Неделями Алекс думала о Келли, и думала в основном одно:
Но какое это теперь имеет значение? Ущерб нанесен, и он непоправим. Все равно все лето, пока она не уедет учиться, ее будут обзывать гнусными словами, а Робби все равно не примут в университет, и это уже не отменить. На миг у Алекс мелькнула мысль вытащить письма из бюстгальтера: вдруг на них грязь или какая-то пакость, которая разъедает кожу? Она снова бросила взгляд через плечо: ни души. Алекс была одна, и единственное, что у нее осталось, – свобода выбрать тот сюжет, который ее больше всего устраивает.
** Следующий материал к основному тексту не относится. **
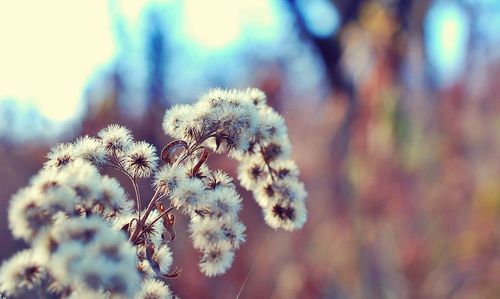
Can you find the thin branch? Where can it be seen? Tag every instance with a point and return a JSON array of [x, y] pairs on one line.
[[269, 168], [153, 222], [252, 266]]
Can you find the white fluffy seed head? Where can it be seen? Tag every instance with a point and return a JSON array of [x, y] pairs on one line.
[[89, 252], [154, 289], [224, 203], [23, 271], [116, 139], [207, 233], [271, 124], [189, 195], [140, 160], [169, 177], [216, 261], [60, 155], [252, 171], [112, 200], [90, 149], [177, 121], [286, 215]]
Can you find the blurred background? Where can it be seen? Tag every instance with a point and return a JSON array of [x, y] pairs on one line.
[[393, 109]]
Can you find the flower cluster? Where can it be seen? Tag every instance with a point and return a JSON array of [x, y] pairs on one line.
[[89, 238]]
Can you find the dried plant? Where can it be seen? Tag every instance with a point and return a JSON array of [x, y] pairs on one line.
[[88, 238]]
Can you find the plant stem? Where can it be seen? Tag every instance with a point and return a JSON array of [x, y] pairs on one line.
[[153, 222]]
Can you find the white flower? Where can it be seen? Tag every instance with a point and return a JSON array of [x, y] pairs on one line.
[[113, 199], [163, 256], [234, 231], [177, 120], [154, 289], [90, 149], [276, 148], [252, 171], [219, 179], [189, 195], [60, 155], [89, 252], [207, 233], [224, 203], [22, 271], [116, 139], [216, 261], [140, 160], [26, 214], [47, 178], [169, 176], [84, 179], [271, 124], [256, 96], [285, 168]]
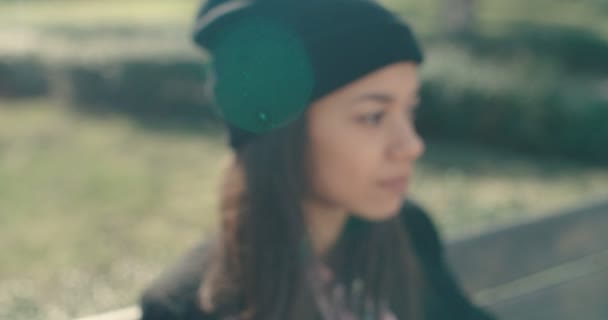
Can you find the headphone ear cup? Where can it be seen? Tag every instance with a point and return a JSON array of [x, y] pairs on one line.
[[264, 77]]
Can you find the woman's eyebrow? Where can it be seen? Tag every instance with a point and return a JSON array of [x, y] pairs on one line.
[[384, 98]]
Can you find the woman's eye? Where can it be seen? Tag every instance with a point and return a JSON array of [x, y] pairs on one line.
[[373, 118]]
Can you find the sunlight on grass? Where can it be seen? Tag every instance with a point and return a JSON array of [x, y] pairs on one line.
[[94, 207]]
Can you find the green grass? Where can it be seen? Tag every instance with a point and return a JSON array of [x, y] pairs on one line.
[[92, 208]]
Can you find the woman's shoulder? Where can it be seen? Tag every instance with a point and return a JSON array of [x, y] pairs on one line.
[[423, 232], [174, 294]]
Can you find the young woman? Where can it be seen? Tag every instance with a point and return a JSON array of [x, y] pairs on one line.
[[319, 99]]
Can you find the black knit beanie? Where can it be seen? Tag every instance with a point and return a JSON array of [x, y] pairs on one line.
[[273, 58]]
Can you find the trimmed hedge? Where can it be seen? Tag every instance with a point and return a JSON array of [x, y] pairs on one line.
[[518, 100], [521, 103]]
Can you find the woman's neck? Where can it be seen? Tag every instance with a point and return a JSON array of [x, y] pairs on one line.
[[325, 224]]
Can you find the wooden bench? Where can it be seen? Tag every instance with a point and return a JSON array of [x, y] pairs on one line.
[[551, 268], [554, 267]]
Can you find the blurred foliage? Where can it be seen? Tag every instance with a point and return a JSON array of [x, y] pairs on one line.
[[524, 80]]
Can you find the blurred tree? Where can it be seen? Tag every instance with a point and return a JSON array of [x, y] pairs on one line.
[[457, 16]]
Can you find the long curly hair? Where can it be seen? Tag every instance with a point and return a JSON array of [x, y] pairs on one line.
[[257, 267]]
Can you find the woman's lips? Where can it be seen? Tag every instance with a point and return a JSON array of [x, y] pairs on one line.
[[397, 185]]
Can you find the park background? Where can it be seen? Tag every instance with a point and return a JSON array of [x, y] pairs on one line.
[[110, 155]]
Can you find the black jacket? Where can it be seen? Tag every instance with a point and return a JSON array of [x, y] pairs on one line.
[[172, 296]]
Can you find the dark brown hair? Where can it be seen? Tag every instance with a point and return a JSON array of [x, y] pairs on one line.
[[257, 267]]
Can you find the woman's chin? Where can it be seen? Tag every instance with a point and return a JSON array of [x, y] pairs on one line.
[[380, 215]]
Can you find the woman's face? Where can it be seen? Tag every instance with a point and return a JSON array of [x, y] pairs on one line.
[[363, 143]]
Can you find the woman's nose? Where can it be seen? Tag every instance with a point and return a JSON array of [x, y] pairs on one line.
[[407, 145]]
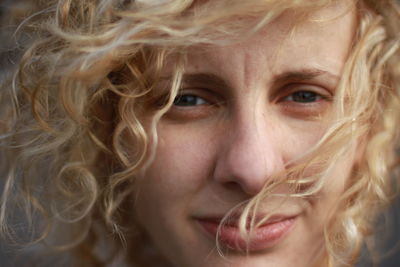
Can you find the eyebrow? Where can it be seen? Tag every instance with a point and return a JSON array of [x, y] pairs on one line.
[[204, 79], [302, 75]]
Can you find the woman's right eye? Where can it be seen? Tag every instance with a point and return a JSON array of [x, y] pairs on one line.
[[187, 100]]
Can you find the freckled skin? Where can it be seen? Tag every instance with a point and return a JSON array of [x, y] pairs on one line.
[[212, 157]]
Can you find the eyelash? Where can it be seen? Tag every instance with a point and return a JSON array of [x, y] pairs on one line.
[[301, 101]]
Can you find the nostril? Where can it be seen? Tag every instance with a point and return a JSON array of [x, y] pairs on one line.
[[233, 186]]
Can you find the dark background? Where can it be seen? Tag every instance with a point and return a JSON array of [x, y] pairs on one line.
[[388, 233]]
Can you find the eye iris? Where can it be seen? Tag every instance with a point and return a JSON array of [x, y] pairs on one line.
[[187, 100], [305, 97]]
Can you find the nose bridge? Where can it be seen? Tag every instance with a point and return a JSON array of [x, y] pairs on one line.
[[251, 152]]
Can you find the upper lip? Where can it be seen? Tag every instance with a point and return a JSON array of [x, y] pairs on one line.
[[232, 220]]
Знание, что виновник ее краха не Келли Коупленд, а всего лишь неисправный шкафчик, никогда не принесет облегчения. Всегда будет легче верить, что первопричина ее бедствий – Келли, а не ее собственная ошибка. Этот выбор – верить наоборот, притворяться, что не было никаких пожелтевших писем, плотно прижатых к груди, – позволял ей чувствовать себя ближе к Келли, пусть даже быть ближе к Келли означало затаить на него обиду за то, чего он никогда не совершал. И все лето, пока Алекс обертывала салфетками столовые приборы и получала мизерные чаевые, ей было легче злиться на Келли и считать, что все из-за него, чем признаться себе, что он ни при чем.
Келли был тем человеком, который загубил ее последний школьный год, и это была такая же непреложная истина, как то, что ее имя пишется А-л-и-к-с.